Hundreds of cattle evacuated in flood-hit Somerset

More than 500 cattle have been evacuated from flood-hit farms on the Somerset Levels just days since Sedgemoor Market open its doors offering temporary shelter.

It comes as weather forecasters predict heavy rain will continue overnight in the South West, bringing a fresh deluge of water to already saturated areas.

Auctioneer Robert Venner said beef farmer James Winslade transported more than 500 of his cattle from his farm in Moorland to the livestock centre near Bridgwater on Thursday (6 February).

The treacherous five-mile journey along flooded roads had to be completed using tractor-trailer convoys because the water was so deep.

The cattle were then rehomed with 10 farmers in the area. Mr Venner said they have tried to find sheds close to each other to make it easier for the owners to feed their evacuated stock.

A further 15 suckler cows and 10 calves have been forced to be rehomed from Hales farm, Bridgwater.

The market is also acting as a point of call for forage deliveries and pick-ups.

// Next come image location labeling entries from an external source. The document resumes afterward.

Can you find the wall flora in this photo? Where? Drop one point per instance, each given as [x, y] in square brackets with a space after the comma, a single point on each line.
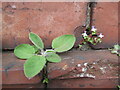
[48, 20]
[105, 18]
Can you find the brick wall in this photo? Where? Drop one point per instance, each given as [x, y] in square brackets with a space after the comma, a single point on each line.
[50, 20]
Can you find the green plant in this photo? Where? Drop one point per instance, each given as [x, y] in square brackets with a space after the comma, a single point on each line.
[115, 49]
[91, 36]
[118, 87]
[37, 57]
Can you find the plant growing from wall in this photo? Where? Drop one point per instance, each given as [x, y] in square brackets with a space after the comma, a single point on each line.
[91, 36]
[37, 57]
[115, 49]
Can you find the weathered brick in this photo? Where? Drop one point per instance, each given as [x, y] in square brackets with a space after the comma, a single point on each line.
[105, 18]
[83, 83]
[47, 19]
[12, 71]
[24, 86]
[100, 64]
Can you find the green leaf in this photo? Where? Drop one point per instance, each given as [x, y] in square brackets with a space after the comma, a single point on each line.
[52, 57]
[36, 49]
[46, 80]
[36, 40]
[63, 43]
[24, 51]
[34, 65]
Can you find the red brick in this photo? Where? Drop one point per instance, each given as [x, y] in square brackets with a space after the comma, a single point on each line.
[46, 19]
[83, 83]
[105, 18]
[24, 86]
[12, 71]
[101, 64]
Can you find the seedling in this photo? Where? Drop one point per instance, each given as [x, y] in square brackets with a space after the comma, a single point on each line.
[91, 36]
[115, 49]
[37, 57]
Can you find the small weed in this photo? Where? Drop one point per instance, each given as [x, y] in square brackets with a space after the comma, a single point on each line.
[37, 57]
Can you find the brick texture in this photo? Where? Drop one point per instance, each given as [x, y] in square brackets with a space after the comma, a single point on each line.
[48, 20]
[84, 83]
[105, 18]
[100, 64]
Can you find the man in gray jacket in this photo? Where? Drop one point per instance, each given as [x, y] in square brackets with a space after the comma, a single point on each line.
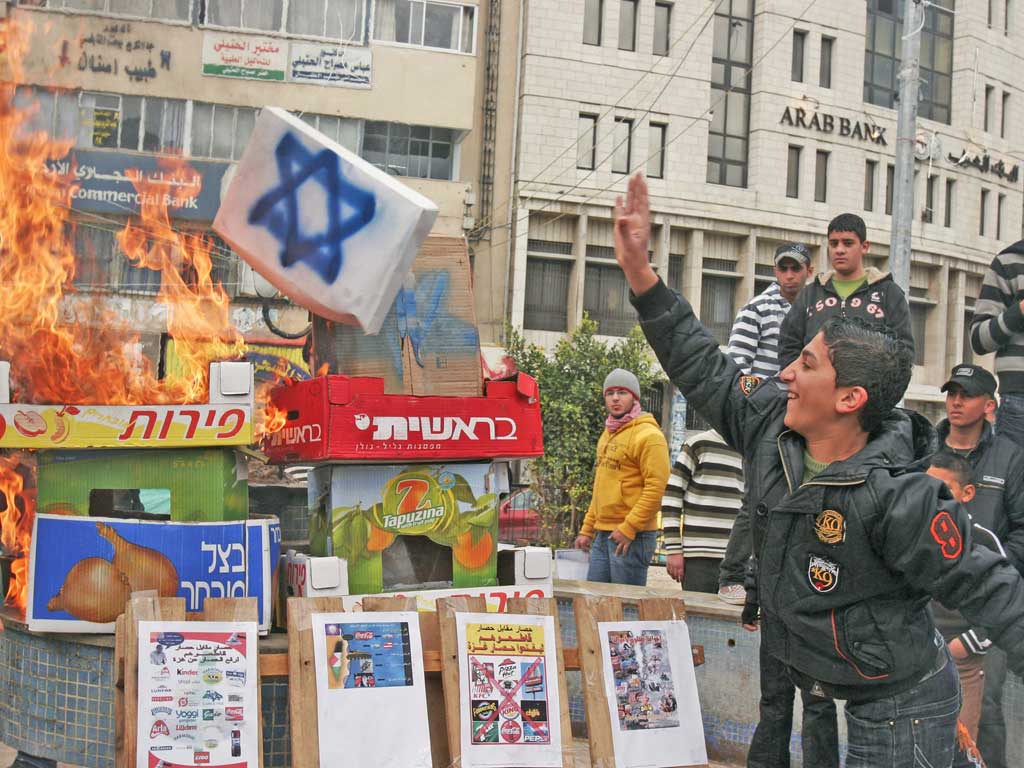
[851, 546]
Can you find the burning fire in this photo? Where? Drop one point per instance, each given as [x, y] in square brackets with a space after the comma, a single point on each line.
[66, 348]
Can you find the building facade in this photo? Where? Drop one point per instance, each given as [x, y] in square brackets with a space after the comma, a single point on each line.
[756, 122]
[128, 81]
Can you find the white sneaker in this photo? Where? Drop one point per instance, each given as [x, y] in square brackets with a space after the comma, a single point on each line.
[734, 594]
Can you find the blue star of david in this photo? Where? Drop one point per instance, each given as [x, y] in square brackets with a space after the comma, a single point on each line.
[278, 208]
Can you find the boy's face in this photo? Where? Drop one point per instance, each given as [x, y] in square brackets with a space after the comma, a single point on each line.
[846, 254]
[962, 494]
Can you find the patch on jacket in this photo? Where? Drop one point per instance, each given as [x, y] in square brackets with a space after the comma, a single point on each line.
[749, 383]
[947, 536]
[822, 573]
[829, 526]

Mr Venner said the support from local farmers and businesses has been “absolutely staggering”.

Speaking to Farmers Weekly, he said: “People have been ringing up and offering accommodation. Some are still coming forward now.”

Mr Venner said he contacted several hauliers to help transport stock from the market to dry shelter and “not one of them said no.”

“One guy came down all the way from Bristol with a tractor and trailer and helped with the initial evacuation.”

South-west spokesman for the NFU, Ian Johnson, said the flooding and misery caused to farmers and homeowners was “completely avoidable.”

He added: “If they hadn’t let the rivers silt up and abandoned dredging there would have been somewhere for the water to go. You have to ask yourselves who is running the Environment Agency?

“Chris Smith coming down here and making noise about how valiant his staff are is not going to help the situation. People that run the EA should be brought to book.”

Mr Johnson added the dramatic pictures broadcast by media outlets had forced the government and EA into action.

He added: “Lord Smith would still be sat in his ivory tower somewhere.”